When she bade him good-bye some ten minutes later, she did not withdraw the hand which he held. Her forget-me-not eyes grew pleading, and her voice trembled a little.
“I wish I could comfort you, Jimmie—not only now, but in the lonely years to come. But remember, dear, there is nothing on earth I would n't give you or do for you—nothing on earth.”
It was not till long afterwards that he fully comprehended the meaning of her words; and then she herself prettily vouchsafed the interpretation. For immediate answer he kissed her on the cheek in the brotherly fashion in which he had kissed her twice before.
“What greater comfort,” said he, “can I have than to hear you say that? I am a truly enviable man, Connie. Love and affection are showered upon me in full measure. Life is very, very sweet.”
The next two or three weeks brought pleasant surprises which strengthened his conviction. One by one old friends sought him out, and, some heartily, others shamefacedly, extended to him the hand of brotherhood. His evening at the Langham Sketch Club had inaugurated the new order of things. The Frewen-Smiths, whose New Year party had marked the epoch between child and woman in Aline's life, invited the two outcasts to dinner, and pointedly signified that they were the honoured guests. Brother artists looked in casually on Sunday evenings. Their wives called upon Aline, offering congratulations and wedding-gifts. A lady whose portrait he had painted, and at whose house he had visited, commissioned him to paint the portraits of her two children. The ostracism had been removed. How this had been effected Jimmie could not conjecture; and Tony Merewether and Connie Deering, who were the persons primarily and independently responsible, did not enlighten him. By Aline's wedding-day all the old circle had gathered round him, and a whisper of the true story had been heard in Wiltshire House.
Thus the world began to smile upon him, as if to make amends for the anguish it could not remedy. He took the smile as a proof of the world's essential goodness. The great glory that for a day had made his life a blaze of splendour had faded; the sun in his heaven had been eternally eclipsed. But the lesser glory of the moon and stars remained undimmed; the tenderness of twilight lost no tone of its beauty. He stood unshaken in his faith, unchanged in himself—the strong, wise man looking upon the earth and the fulness thereof with the unclouded eyes of a child.
The man whom he had most loved, the woman he had most worshipped, had each failed him, had each brought upon him bitter and abiding sorrow. They had passed like dead folks out of his daily life. Yet each retained in his heart the once inhabited chambers. They were dear ghosts. His incurable optimism in this wise brought about its consolation. For optimism involves courage of a serene quality. Aline, with her swift perception of him, had the opportunity of flashing this into an epigram. There was a little gathering in the studio, and the talk ran on personal bravery. Some one started the question: What would the perfectly brave man do if attacked unarmed by a man-eating tiger?
“I know what Jimmie would do,” she cried. “He would try to pat the beast on the head.”
There was laughter over the girl's unchallenged championship, but those who had ears to hear found the saying true.
The night before the wedding the two sat up very late, spending their last hours together, and Aline sat like a child on Jimmie's knee and sobbed on his breast.

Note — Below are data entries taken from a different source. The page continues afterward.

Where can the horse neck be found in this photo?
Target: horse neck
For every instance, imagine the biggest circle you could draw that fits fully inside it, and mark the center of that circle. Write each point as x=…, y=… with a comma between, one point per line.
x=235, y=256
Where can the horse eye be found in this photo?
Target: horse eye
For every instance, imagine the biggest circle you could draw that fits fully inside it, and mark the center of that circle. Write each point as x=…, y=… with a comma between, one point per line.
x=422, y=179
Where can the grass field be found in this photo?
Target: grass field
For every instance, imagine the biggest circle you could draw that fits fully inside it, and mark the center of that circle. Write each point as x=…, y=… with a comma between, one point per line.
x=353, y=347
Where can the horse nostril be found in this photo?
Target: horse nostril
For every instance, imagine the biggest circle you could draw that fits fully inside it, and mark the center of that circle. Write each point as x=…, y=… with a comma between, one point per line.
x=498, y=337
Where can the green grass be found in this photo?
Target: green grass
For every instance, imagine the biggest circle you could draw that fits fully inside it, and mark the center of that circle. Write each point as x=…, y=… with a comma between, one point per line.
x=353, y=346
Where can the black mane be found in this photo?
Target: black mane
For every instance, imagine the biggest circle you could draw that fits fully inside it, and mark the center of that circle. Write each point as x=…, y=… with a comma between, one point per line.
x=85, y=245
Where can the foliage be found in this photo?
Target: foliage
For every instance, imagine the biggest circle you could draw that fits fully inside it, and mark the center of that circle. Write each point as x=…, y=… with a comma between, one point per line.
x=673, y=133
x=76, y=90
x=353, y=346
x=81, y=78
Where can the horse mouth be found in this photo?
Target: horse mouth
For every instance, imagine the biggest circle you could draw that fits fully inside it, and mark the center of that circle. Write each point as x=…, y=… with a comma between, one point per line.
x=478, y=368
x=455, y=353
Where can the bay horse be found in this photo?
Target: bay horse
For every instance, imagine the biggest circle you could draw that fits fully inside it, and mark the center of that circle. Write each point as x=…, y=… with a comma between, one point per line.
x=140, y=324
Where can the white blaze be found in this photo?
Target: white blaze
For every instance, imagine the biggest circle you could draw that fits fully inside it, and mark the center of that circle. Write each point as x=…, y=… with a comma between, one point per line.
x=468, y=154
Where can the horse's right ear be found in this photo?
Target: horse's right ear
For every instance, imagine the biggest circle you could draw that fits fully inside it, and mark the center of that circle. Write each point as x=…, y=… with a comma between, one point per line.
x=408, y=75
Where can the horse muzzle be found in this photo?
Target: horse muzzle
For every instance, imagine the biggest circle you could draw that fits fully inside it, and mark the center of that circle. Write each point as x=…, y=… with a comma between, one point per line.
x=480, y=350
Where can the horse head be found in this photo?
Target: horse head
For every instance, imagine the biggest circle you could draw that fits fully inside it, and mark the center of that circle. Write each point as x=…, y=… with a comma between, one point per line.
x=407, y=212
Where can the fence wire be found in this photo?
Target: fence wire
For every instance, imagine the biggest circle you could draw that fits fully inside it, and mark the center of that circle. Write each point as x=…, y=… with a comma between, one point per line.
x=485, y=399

The lover seemed a far-away abstraction, a malevolent force rather than a personality, that was tearing her away from the soil in which her life was rooted. Jimmie stroked her hair and spoke brave words. But he had not realised till then the wrench of parting. Till then, perhaps, neither had realised the strength of the bond between them. They were both fervent natures, who felt intensely, and their mutual affection had been a vital part of their lives. If bright and gallant youth had not flashed across the girl's path and, after the human way, had not caught her wondering maidenhood in strong young arms; if deeper and more tragic passion had not swept away the mature man, it is probable that this rare, pure love of theirs might have insensibly changed into the greater need one of the other, and the morrow's bells might have rung for these two. But as it was, no such impulse stirred their exquisite relationship. They were father and daughter without the barrier of paternity; brother and sister without the ties of consanguinity; lovers without the lovers' throb; intimate, passionate friends with the sweet and subtle magic of the sex's difference.
“I can't bear leaving you,” she moaned. “I can't bear leaving the dear beautiful life. I'll think of you every second of every minute of every hour sitting here all alone, alone. I don't want to go. If you say the word now, I'll remain and it shall be as it has been for ever and ever.”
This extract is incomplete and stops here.